Derecho a ver a los nietos.

Son como una institución, al menos en nuestro país. Y es que poder contar con los abuelos para la conciliación familiar se ha convertido en todo un lujo. Responden ante cualquier urgencia y atienden con un cariño único a los nietos. Pero también se ven afectados por los procesos de separación y divorcio. En muchas ocasiones acaban acogiéndolos en su casa, adoptando un papel mucho más activo en su cuidado o, en el peor de los casos, se ven privados de ellos.

En este último caso, pueden tomar cartas en el asunto y solicitar, por vía judicial, que se les reconozca el derecho a visitarlos y estar en su compañía. Gracias a las modificaciones de la ley 42/2003 en el Código Civil y a la Ley de Enjuiciamiento Civil en materia de relaciones familiares, los abuelos han recuperado algunos derechos.

Así, en caso de separación o divorcio, o incluso cuando se da un desinterés de los progenitores o ausencia de uno de ellos, el convenio puede incluir un régimen de visitas y comunicación entre abuelos y nietos. De igual forma, si los padres no pueden hacerse cargo de los hijos, los abuelos tienen preferencia para hacerse cargo de su tutela antes que otros parientes, personas o instituciones. Y si los menores se encuentran en situación de acogimiento los abuelos también tienen derecho a un régimen de visitas y relaciones.

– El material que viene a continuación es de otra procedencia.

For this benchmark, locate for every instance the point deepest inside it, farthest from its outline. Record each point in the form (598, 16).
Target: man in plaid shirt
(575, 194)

Sin embargo, este derecho tiene un límite muy claro, como ocurre en todas las cuestiones en la que hay distintos intereses en juego y hay menores afectados. El interés que prevalece siempre será el del menor para todo aquello que le afecte. El interés de los abuelos y de los padres se tiene en cuenta y es importante. Pero sólo en cuanto sea beneficioso para el menor.

Solo presentando una causa justa se pueden impedir las relaciones de los menores con sus abuelos. Es algo que debe probarse, que debe ser concreto y que será valorado caso por caso por el juez teniendo siempre en cuenta el interés del menor. En términos generales se dan por justas las situaciones en las que existen conductas inapropiadas de los abuelos, manifestaciones en contra de los progenitores, la intención de los abuelos de asumir un rol parental o la existencia de informes psicológicos que evidencien un riesgo razonable para el menor de que esa relación le desestabilice.